Oral Presentation The Annual Scientific Meeting of the Endocrine Society of Australia and the Society for Reproductive Biology 2014

Chlamydia infects the ovary, inducing an acute inflammatory response, and reduces both steroidogenesis and folliculogenesis. (#136)

James O'Connor 1 , Connor O'Meara 2 , Ken Beagley 2 , Mark Hedger 1 , Julia Young 1
  1. Centre for Reproductive Health, MIMR-PHI Institute of Medical Research, Melbourne, Victoria, Australia
  2. Institute of Health and Biomedical Innovation, Queensland University of Technology, Brisbane, Queensland, Australia

Chlamydia trachomatis is the most prevalent sexually transmitted pathogen with over 100 million new cases of infection detected annually worldwide, and is a major cause of reproductive morbidity and infertility in both males and females. The association of chlamydial infection with pelvic inflammatory disease and tubal factor infertility in females is well established. However, the effects of chlamydia infection on ovarian function and folliculogenesis have never been investigated.

Using our established mouse model of C. muridarum infection, we harvested ovaries 6 and 30 days post vaginal inoculation and localised chlamydial major outer membrane protein (MOMP) by immunohistochemistry (IHC), evaluated follicular development using stereology, and assessed expression of chlamydial-specific genes, steroidogenic enzymes, Toll-like receptor signalling components and cytokines by qRT-PCR. Ovaries from infected and naïve mice were compared.
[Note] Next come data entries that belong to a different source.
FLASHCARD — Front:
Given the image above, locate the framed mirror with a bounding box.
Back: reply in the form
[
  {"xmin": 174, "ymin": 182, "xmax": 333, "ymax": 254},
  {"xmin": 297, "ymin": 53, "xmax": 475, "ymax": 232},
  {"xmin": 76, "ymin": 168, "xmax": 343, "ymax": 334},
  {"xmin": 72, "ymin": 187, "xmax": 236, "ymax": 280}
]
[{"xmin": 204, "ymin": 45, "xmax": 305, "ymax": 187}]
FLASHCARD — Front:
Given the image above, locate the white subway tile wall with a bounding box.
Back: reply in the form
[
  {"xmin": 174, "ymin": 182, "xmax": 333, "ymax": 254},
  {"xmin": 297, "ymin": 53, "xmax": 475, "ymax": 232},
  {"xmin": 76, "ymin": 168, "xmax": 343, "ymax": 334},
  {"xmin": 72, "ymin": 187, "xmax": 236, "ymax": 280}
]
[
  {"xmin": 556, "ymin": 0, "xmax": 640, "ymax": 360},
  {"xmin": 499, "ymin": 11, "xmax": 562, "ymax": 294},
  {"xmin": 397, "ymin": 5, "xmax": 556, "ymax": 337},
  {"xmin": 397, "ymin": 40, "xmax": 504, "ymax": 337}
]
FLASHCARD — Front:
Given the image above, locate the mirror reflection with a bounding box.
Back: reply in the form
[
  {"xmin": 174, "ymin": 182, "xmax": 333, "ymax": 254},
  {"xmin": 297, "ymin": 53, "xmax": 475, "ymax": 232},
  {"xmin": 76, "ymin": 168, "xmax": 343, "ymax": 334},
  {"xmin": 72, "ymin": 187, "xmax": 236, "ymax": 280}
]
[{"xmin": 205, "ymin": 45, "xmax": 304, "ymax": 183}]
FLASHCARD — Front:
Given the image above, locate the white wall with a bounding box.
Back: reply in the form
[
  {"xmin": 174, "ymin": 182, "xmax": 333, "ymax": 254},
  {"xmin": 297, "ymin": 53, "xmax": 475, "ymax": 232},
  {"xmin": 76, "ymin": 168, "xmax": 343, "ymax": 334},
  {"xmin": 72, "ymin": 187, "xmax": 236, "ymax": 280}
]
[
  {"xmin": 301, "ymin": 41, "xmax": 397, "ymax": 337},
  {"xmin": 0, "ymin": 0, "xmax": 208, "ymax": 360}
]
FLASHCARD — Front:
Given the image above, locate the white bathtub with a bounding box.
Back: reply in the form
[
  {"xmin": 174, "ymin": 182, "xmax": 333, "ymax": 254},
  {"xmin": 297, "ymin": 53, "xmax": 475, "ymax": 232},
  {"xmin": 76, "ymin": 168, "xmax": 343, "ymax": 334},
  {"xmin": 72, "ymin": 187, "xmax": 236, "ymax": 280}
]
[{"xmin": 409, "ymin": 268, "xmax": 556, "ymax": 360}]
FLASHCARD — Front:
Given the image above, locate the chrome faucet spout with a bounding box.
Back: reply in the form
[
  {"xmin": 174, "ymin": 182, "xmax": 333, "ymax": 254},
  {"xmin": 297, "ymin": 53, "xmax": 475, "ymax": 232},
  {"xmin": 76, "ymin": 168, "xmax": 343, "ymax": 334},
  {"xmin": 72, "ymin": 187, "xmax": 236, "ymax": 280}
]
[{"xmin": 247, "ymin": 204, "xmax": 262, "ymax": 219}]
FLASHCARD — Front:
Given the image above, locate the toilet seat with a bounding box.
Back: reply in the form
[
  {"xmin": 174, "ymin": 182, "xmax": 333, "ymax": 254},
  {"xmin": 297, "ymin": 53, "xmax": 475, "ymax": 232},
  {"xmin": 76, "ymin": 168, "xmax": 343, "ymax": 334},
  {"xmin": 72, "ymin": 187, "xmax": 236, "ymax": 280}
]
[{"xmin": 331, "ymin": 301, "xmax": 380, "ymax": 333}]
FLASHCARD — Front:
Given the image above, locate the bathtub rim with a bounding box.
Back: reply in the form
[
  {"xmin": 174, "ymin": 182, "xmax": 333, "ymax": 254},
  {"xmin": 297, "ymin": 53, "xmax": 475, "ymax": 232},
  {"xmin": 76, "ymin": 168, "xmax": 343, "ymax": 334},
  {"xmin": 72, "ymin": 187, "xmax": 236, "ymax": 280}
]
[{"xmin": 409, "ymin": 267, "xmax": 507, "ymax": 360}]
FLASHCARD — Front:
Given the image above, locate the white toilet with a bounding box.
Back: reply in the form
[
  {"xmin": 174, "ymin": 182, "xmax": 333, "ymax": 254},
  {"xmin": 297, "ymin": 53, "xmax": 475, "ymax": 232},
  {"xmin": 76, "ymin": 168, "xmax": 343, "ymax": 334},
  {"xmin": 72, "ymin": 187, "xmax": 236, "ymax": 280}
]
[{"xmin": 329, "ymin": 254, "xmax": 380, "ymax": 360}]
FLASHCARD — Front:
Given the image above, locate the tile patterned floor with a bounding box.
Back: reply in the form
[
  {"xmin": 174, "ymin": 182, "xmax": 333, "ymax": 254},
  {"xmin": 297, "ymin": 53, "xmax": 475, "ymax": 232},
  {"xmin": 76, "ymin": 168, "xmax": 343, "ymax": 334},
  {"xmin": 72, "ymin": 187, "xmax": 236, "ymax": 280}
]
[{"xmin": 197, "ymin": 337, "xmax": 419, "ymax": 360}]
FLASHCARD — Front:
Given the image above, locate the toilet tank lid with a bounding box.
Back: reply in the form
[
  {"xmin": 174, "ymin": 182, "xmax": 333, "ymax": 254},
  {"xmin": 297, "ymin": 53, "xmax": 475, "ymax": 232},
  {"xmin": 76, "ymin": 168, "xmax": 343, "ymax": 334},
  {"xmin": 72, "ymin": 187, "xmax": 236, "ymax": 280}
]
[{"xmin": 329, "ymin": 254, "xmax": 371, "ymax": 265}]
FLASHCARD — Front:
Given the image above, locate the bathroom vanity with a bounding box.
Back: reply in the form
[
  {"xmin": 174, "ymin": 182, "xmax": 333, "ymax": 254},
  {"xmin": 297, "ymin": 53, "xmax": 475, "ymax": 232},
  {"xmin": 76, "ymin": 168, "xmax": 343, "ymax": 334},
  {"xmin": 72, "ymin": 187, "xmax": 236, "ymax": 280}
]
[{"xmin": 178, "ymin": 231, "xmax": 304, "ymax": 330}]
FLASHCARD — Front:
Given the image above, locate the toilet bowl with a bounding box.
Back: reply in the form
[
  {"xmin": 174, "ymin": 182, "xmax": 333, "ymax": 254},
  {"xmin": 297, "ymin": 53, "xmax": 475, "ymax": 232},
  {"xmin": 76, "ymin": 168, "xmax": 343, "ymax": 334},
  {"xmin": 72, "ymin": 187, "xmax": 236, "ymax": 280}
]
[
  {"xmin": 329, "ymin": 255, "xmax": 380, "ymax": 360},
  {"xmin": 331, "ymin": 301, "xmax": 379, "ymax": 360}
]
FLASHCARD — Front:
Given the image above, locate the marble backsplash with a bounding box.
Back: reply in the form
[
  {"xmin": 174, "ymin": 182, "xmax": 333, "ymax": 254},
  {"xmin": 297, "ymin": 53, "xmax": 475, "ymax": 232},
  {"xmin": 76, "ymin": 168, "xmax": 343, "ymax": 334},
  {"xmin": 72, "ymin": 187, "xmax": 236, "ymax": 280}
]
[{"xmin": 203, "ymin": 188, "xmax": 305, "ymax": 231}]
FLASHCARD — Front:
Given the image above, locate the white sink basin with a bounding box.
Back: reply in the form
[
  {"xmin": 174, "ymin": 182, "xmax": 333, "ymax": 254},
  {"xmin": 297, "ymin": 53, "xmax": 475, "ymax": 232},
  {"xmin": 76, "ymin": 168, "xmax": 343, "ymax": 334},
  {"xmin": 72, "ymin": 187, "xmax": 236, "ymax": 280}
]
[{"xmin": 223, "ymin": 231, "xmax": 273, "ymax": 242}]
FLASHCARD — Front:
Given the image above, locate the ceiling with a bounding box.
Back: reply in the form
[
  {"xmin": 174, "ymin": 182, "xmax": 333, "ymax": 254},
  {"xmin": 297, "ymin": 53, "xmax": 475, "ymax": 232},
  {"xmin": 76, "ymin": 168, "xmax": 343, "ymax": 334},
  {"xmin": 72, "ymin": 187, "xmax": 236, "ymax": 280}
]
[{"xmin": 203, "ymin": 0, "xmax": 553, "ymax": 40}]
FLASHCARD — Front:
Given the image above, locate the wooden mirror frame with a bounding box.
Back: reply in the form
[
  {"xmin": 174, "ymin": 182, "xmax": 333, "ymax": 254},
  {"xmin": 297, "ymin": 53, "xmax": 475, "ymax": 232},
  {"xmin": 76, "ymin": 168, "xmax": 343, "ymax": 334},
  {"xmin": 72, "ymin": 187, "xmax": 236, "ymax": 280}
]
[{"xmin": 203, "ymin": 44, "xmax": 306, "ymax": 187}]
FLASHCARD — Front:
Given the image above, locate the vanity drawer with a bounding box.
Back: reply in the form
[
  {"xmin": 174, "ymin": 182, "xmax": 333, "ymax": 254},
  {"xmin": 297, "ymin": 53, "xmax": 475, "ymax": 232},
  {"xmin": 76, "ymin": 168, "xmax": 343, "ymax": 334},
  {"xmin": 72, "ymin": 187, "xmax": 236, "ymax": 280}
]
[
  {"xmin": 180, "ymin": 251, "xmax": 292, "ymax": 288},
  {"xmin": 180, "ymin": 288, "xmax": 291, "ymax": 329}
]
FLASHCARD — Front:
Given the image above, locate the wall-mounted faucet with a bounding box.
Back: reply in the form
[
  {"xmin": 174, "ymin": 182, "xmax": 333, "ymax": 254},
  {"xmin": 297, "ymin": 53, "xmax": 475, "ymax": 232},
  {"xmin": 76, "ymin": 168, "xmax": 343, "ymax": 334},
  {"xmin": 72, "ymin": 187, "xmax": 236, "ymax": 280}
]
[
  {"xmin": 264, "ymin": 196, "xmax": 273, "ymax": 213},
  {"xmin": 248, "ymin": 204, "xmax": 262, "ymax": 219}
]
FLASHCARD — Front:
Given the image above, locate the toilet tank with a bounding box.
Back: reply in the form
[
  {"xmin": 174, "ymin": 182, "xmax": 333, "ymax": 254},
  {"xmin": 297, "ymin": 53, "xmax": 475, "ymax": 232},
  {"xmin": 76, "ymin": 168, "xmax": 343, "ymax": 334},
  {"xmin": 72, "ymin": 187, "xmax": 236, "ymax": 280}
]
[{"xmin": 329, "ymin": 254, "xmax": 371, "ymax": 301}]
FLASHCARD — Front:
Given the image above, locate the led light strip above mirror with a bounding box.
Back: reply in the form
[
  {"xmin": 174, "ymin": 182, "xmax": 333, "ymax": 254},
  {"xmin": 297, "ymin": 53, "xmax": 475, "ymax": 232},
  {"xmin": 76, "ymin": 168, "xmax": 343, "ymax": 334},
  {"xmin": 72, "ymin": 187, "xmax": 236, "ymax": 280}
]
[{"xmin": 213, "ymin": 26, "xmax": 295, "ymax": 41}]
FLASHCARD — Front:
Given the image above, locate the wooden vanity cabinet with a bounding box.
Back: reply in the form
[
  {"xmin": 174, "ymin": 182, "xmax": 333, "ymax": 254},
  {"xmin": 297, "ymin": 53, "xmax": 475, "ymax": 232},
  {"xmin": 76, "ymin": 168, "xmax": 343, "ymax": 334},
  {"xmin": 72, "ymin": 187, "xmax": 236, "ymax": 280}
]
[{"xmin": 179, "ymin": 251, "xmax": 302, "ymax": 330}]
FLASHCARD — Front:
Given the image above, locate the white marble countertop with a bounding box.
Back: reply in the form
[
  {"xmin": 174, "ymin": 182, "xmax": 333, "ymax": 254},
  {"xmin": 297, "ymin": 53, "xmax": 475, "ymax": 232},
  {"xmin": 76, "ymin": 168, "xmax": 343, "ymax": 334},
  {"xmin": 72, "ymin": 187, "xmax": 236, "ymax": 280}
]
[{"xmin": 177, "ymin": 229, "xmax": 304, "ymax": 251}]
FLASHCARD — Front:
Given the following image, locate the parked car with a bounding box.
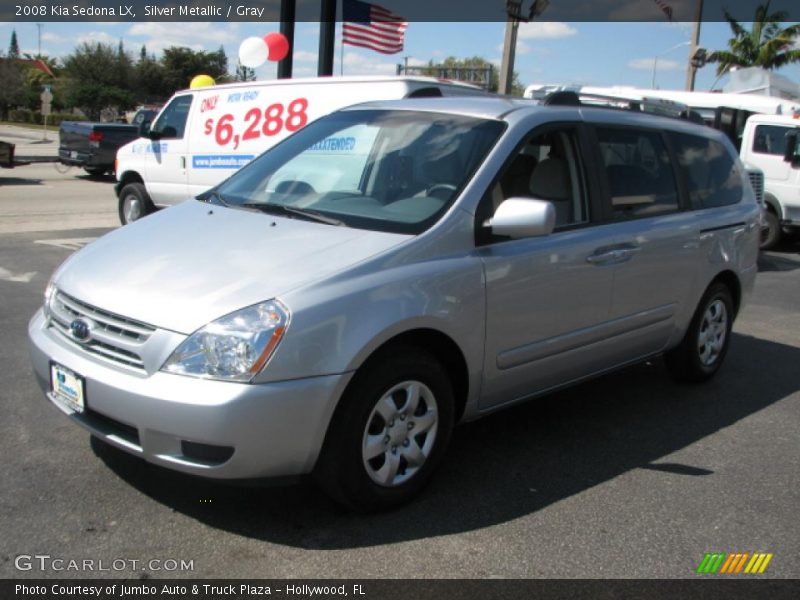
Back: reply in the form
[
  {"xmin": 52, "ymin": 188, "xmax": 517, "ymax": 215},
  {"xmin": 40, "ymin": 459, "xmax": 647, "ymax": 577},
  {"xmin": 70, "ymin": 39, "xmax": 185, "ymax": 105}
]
[
  {"xmin": 0, "ymin": 140, "xmax": 14, "ymax": 169},
  {"xmin": 116, "ymin": 76, "xmax": 486, "ymax": 225},
  {"xmin": 29, "ymin": 98, "xmax": 759, "ymax": 510},
  {"xmin": 58, "ymin": 109, "xmax": 157, "ymax": 177},
  {"xmin": 740, "ymin": 115, "xmax": 800, "ymax": 250}
]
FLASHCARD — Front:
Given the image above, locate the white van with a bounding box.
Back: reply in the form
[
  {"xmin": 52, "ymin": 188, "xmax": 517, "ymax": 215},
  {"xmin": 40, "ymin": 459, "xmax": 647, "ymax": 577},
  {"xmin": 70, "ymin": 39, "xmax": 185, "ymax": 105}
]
[
  {"xmin": 116, "ymin": 76, "xmax": 486, "ymax": 225},
  {"xmin": 739, "ymin": 115, "xmax": 800, "ymax": 249}
]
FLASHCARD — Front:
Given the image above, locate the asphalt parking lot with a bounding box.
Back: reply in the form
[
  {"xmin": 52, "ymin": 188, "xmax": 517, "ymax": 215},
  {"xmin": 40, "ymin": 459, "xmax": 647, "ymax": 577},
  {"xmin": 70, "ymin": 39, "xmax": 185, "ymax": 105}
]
[{"xmin": 0, "ymin": 164, "xmax": 800, "ymax": 578}]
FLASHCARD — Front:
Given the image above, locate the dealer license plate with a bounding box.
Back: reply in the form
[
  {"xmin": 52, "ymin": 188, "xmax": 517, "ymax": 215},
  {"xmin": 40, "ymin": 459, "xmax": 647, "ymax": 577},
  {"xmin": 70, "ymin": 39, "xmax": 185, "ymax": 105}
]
[{"xmin": 50, "ymin": 363, "xmax": 86, "ymax": 413}]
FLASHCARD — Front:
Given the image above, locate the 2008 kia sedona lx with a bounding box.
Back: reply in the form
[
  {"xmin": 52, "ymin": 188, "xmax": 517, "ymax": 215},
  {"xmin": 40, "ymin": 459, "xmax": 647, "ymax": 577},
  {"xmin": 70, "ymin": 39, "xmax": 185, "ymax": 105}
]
[{"xmin": 29, "ymin": 98, "xmax": 759, "ymax": 510}]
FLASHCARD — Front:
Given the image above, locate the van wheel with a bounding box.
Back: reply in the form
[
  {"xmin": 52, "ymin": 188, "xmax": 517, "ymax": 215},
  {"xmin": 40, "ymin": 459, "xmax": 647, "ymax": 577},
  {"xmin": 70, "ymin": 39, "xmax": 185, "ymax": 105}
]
[
  {"xmin": 119, "ymin": 183, "xmax": 155, "ymax": 225},
  {"xmin": 83, "ymin": 167, "xmax": 108, "ymax": 177},
  {"xmin": 314, "ymin": 347, "xmax": 453, "ymax": 512},
  {"xmin": 759, "ymin": 210, "xmax": 783, "ymax": 250},
  {"xmin": 665, "ymin": 283, "xmax": 733, "ymax": 382}
]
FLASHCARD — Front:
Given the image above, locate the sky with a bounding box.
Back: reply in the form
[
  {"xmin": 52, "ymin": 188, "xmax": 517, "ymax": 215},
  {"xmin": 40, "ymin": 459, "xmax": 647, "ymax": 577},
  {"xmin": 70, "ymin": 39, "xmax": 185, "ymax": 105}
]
[{"xmin": 0, "ymin": 21, "xmax": 800, "ymax": 90}]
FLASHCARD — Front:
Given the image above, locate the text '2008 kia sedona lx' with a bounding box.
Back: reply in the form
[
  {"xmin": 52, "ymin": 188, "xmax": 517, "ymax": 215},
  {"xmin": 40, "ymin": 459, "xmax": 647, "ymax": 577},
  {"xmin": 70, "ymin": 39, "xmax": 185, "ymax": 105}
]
[{"xmin": 29, "ymin": 98, "xmax": 759, "ymax": 510}]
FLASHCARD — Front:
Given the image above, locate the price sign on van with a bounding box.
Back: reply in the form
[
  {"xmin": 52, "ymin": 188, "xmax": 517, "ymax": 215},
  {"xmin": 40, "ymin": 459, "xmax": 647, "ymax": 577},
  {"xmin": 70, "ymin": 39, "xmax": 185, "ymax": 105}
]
[{"xmin": 203, "ymin": 98, "xmax": 308, "ymax": 150}]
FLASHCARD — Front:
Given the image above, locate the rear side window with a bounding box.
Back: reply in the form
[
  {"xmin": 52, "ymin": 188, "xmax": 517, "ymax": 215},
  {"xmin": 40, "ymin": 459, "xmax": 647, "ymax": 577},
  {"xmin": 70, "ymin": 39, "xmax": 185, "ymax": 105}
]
[
  {"xmin": 597, "ymin": 127, "xmax": 678, "ymax": 221},
  {"xmin": 673, "ymin": 133, "xmax": 743, "ymax": 208},
  {"xmin": 753, "ymin": 125, "xmax": 792, "ymax": 156}
]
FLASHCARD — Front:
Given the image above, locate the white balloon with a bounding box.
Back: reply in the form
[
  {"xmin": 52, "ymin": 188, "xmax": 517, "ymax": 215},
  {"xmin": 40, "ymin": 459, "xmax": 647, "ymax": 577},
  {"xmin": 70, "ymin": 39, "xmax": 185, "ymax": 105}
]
[{"xmin": 239, "ymin": 36, "xmax": 269, "ymax": 69}]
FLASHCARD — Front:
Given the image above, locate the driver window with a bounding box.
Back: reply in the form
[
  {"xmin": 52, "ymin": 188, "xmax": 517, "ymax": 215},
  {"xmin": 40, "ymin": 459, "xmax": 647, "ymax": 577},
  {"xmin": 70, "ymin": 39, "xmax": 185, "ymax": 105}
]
[
  {"xmin": 150, "ymin": 94, "xmax": 192, "ymax": 140},
  {"xmin": 479, "ymin": 128, "xmax": 589, "ymax": 245}
]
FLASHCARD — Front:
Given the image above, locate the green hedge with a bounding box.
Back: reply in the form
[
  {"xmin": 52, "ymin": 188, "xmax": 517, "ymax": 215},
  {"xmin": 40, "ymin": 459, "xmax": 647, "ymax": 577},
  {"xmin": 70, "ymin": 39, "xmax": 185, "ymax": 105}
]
[{"xmin": 8, "ymin": 108, "xmax": 86, "ymax": 126}]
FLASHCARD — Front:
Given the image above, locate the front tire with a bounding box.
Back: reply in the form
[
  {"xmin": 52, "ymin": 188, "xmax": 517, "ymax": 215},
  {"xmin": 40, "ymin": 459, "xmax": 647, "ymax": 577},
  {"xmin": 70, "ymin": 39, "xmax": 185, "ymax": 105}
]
[
  {"xmin": 119, "ymin": 183, "xmax": 155, "ymax": 225},
  {"xmin": 759, "ymin": 209, "xmax": 783, "ymax": 250},
  {"xmin": 665, "ymin": 283, "xmax": 734, "ymax": 382},
  {"xmin": 315, "ymin": 347, "xmax": 453, "ymax": 512}
]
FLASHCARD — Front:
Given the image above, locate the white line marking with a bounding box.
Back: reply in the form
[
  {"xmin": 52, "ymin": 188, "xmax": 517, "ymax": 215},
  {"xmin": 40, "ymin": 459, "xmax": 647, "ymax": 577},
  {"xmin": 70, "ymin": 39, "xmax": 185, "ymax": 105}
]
[
  {"xmin": 34, "ymin": 238, "xmax": 97, "ymax": 250},
  {"xmin": 0, "ymin": 267, "xmax": 36, "ymax": 283}
]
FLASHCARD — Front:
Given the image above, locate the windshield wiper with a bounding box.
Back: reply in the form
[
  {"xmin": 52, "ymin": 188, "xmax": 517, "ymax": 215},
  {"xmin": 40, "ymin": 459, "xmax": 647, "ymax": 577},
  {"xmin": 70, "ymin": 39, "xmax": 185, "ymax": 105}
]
[
  {"xmin": 202, "ymin": 190, "xmax": 230, "ymax": 206},
  {"xmin": 240, "ymin": 202, "xmax": 344, "ymax": 227}
]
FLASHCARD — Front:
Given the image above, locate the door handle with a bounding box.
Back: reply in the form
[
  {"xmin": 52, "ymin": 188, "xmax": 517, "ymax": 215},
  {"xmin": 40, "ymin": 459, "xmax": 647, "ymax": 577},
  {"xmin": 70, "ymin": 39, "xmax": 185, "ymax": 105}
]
[
  {"xmin": 586, "ymin": 250, "xmax": 619, "ymax": 265},
  {"xmin": 586, "ymin": 244, "xmax": 641, "ymax": 265}
]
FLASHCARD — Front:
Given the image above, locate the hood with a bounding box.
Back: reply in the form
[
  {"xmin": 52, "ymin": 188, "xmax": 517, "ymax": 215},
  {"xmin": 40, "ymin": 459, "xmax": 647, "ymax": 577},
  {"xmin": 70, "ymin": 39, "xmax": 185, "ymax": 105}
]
[{"xmin": 54, "ymin": 200, "xmax": 408, "ymax": 334}]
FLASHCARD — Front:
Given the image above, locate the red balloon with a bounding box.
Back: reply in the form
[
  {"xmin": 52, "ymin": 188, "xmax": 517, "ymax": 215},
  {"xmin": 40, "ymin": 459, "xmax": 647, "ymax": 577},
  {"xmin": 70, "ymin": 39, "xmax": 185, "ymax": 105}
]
[{"xmin": 264, "ymin": 32, "xmax": 289, "ymax": 61}]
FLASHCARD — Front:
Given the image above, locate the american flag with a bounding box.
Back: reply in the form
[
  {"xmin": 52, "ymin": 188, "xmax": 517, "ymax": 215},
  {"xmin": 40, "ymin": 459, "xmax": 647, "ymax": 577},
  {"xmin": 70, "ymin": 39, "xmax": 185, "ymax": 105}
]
[
  {"xmin": 342, "ymin": 0, "xmax": 408, "ymax": 54},
  {"xmin": 653, "ymin": 0, "xmax": 672, "ymax": 21}
]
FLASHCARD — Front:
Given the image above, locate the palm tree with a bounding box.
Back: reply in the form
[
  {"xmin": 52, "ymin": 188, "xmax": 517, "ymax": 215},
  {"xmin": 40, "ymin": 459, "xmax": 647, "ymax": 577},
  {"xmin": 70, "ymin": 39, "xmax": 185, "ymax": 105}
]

Localisation of MOMP by IHC confirmed that mouse ovaries were infected with chlamydia bacterium 6 days post-inoculation and expressed significant levels of chlamydia-specific genes, 16S and ompA, indicating that the infection was transcriptionally active. Levels of cytokines (TNF, IL10, IL6 and IFNγ) were significantly elevated 6 days post-inoculation, but returned to normal 30 days post-inoculation, indicating that an acute inflammatory response was initiated and resolved. However, transcriptionally inactive chlamydial inclusion bodies were still detected within the ovary at 30 days. Steroidogenic enzyme expression (CYP11) was reduced, and corpora lutea persistence declined.  Populations of secondary follicles were significantly reduced 6 days post-inoculation, indicating damage to follicular development in the presence of an active infection. These data indicated that a persistent form of infection developed 30 days post-inoculation.  These findings are significant because persistent infections are not detectible by current methods of clinical testing, and may reactivate causing continued damage in the ovary, thus posing a substantial threat to sexual health and fertility.